Спешил, очень спешил просветитель народный. Ведь его ждали ещё пять непросвещённых уральских деревень и посёлков. Зацокали подковы, и лошадь понеслась вскачь мимо круглой башни заводоуправления, мимо остроконечной башенки сельсовета, мимо четырёхгранного купола школы. Лектор ехал мимо труб и цехов завода туда, где развевался по ветру седой дым паровозов. Больше он в Верх-Нейвинск почему-то не заезжал. Где-то в других местах людей агитировал.
А время шло потихоньку по уральским глинистым дорожкам, летело, гудя первыми электровозами. Взмывало в небо самолётами, склёпанными из гофрированного дюраля. На севере и на юге поднимались этажами стройки. Домны, шахты, цеха, прокатные станы. Мощно и стремительно развиваясь, переживал Урал своё второе после демидовских времён рождение.

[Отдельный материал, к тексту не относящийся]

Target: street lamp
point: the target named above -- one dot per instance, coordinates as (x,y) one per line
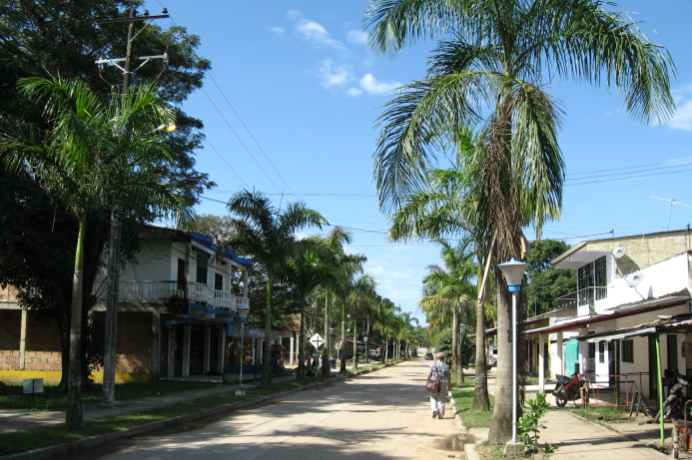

Только в тихом Верх-Нейвинске всё было без изменений. Почти до самой войны. Внезапно рухнув, отгремела великая война. А сразу после победного мая начали ездить по Уралу какие-то странные люди. Интеллигенты в плащах и серых костюмчиках. Они ходили по лесам, забирались на горки, смотрели, сколько воды в речках и прудах. Щупали стены построенных зданий и что-то записывали в свои блокноты. Высчитывали какие-то расстояния и ставили на картах непонятные значки. Одним из десяти жирных крестиков на карте Советского Союза стал тихий Верх-Нейвинск. Здесь решено было разместить базу русского «Манхэттенского проекта», завод по производству урана для советской атомной бомбы.
И сразу перестал быть тихим провинциальный посёлочек. Днём и ночью, сотрясаясь от прибывающих поездов, гудела станция. Ехали строители. Ехали военные всех чинов и званий. Ехали молодые шустрые аспиранты и седовласые академики. Ехали под конвоем заключённые в серых ватниках и шапках-ушанках. Везли трактора и грузовики, краны и автобусы, вагоны щебня и платформы с металлоконструкциями. Из недалёкой Ревды привезли много-много колючей проволоки, свёрнутой в бухты. Так начиналась «зона».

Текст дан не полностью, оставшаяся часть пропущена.